- Born: George Byron Browne June 26, 1907 Yonkers, New York
- Died: December 25, 1961 (aged 54) New York, New York
- Known for: Painting
- Movement: Abstract Art
- Spouse: Rosalind Bengelsdorf ​ ​(m. 1940)​

= Byron Browne (artist) =

American artist (1907–1961)

Byron Browne (1907-1961) was an American painter and founding member of the American Abstract Artists.

==Biography==
Browne was born on June 26, 1907, in Yonkers, New York. He studied at the National Academy of Design from 1925 to 1928 with many well known artists including Charles Courtney Curran, Ivan Olinsky, Alice Murphy and Robert Aitkin. He was a member of the Artists Union. In 1935 Browne studied with the abstract expressionist painter and teacher Hans Hofmann. He created murals under the auspices of the Works Progress Administration for the Chronic Disease Hospital and the 1939 New York World's Fair. In 1940 he married fellow artist Rosalind Bengelsdorf.
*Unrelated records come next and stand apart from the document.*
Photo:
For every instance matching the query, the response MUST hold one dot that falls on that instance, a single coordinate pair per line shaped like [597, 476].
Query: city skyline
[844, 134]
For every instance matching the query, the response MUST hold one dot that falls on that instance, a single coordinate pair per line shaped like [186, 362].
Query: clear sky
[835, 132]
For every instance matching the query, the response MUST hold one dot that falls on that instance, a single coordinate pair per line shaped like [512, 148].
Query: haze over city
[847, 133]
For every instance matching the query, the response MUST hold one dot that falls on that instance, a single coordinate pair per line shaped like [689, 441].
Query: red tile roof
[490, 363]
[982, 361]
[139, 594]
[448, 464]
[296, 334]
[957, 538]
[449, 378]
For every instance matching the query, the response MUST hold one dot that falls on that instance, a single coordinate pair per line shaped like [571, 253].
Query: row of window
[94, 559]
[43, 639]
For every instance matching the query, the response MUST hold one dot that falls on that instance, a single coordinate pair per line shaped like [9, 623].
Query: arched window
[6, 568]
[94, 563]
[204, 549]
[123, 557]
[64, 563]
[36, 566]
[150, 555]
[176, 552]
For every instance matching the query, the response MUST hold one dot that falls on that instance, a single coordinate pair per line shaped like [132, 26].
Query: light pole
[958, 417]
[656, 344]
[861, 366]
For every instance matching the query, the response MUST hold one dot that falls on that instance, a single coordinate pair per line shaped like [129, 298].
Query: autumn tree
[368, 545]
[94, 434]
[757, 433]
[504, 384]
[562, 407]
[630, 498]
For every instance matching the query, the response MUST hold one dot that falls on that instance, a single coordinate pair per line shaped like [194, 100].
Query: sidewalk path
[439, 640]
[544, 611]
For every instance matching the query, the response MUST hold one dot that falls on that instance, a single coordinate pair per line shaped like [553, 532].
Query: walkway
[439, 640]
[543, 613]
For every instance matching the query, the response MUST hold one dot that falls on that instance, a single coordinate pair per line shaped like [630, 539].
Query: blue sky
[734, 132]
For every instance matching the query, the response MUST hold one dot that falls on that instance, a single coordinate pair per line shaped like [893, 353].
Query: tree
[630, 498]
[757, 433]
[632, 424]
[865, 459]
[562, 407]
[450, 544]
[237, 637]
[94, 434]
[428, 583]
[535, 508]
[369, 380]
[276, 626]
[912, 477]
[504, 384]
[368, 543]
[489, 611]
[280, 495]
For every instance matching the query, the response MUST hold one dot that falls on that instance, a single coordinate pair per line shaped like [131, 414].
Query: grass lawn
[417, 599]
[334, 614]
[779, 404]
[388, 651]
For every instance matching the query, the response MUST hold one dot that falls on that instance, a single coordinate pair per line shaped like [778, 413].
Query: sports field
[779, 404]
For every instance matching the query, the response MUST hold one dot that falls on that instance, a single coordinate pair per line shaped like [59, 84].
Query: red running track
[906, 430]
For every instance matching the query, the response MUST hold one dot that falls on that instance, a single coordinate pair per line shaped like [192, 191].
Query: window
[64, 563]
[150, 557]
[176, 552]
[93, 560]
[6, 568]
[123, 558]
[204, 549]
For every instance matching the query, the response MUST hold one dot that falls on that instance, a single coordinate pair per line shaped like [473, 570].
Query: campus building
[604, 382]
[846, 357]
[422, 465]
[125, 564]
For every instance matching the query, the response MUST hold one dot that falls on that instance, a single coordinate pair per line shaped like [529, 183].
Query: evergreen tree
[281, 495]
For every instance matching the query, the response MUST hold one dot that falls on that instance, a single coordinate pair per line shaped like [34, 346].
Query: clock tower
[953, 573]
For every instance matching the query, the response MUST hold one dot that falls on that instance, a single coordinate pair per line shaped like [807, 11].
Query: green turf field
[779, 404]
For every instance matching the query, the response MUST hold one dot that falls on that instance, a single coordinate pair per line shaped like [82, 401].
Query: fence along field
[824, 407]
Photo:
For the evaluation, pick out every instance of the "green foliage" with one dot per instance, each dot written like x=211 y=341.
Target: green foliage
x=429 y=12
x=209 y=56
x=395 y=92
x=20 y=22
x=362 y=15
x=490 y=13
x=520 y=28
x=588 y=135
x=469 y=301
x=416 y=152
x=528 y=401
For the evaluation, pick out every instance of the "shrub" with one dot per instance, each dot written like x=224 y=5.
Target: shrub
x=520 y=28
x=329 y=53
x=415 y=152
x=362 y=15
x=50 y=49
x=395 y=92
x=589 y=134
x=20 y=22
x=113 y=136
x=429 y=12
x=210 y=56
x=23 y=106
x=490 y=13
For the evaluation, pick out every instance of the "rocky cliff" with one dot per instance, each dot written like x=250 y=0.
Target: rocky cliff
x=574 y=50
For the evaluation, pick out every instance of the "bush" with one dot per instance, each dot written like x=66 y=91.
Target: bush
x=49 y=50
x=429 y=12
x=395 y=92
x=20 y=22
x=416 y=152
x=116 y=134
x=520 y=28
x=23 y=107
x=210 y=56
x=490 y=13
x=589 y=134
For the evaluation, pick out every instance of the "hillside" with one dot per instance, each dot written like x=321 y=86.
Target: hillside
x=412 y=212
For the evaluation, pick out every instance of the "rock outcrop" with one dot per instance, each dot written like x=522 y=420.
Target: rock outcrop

He taught painting at the Art Students League of New York from 1948 through 1959 and went on to teach at New York University. Near the end of his life Browne was very active in the Provincetown, Massachusetts art colony. He died on December 25, 1961, in New York City.

Browne's work is included in the collections of the Art Institute of Chicago, the Museum of Modern Art, the Philadelphia Museum of Art, the Smithsonian American Art Museum, and the Whitney Museum of American Art.

In 1936 he was one of the founding members of the American Abstract Artists. Rosalind Bengelsdorf gives an account of the founding of American Abstract Artists as a "small group of abstract artists who met at Ibram Lassaw's studio at 232 Wooster Street, New York, early in 1936. The gathering consisted roughly of Byron Browne, Gertrude and Balcomb Greene, Harry Holtzman, George McNeil, Albert Swiden, Lassaw, Burgoyne Diller, and myself. It was on this occasion we decided to form a cooperative exhibition society. Therefore this association became the first actual meeting of the American Abstract Artists, and we were, in fact, its founders."